The Least We Can Do

They line up for a plate of pasta, an orange, and two PB&Js. We offer bottles of water and, together, say their name.

“Hey Mario.”
“Hey Eddie.”
“Hey Batman!”
On Batman’s second time through he goes back undercover as “Bruce Wayne.”

We are visitors inside strangers’ homes. But we are not envious of their furniture or floor plan.


We hide our cell phones in zipped pockets. We leave our money in the car.

I hear someone say, “it’s the least we can do.”
And I say it too, though it feels like less than that.

We didn’t need to be there. The food was already made. Someone else could have handed out sandwiches more efficiently. Someone else could have smiled wider. Someone else could have sang happy birthday to “White Boy” on key.

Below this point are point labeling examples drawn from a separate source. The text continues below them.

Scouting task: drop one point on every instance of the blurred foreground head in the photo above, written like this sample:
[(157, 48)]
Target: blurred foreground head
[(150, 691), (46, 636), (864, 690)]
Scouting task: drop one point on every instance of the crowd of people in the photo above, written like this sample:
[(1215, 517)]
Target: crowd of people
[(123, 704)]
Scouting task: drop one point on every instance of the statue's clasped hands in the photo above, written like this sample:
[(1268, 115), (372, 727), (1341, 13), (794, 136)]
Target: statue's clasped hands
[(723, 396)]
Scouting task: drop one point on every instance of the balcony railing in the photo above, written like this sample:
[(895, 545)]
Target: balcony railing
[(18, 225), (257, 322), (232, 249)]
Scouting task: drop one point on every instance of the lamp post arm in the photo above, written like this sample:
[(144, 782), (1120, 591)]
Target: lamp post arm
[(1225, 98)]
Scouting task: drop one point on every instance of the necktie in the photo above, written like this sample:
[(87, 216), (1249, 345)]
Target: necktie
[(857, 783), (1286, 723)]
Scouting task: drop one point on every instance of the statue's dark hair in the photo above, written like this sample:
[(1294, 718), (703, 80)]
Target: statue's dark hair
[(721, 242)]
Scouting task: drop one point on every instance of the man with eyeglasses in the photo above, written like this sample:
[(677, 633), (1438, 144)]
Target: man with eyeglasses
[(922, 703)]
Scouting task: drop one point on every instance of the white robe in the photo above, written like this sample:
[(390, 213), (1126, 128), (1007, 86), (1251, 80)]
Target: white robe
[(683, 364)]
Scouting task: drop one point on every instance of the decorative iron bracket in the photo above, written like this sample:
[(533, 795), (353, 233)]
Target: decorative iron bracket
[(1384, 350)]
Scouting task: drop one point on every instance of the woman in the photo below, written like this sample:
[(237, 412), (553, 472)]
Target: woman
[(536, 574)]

But I had to see them, their broken smiles. It was for me, it was not for them. I saw them for an hour or two.

And it was was nearly nothing, but it was also the least you could do.


2 thoughts on “The Least We Can Do

  1. I’m tempted to make a quip about how reading this poem made me metaphorically cream my intellectual drawers, though doing so seemed a bit immature.

    I appreciate you for writing and sharing the poem, Ben! Parts of it deeply resonate with my experiences as well as Bryan Stevenson’s contention of the value of getting proximate. You and I have much to discuss, and I eagerly await the publication of your next poem.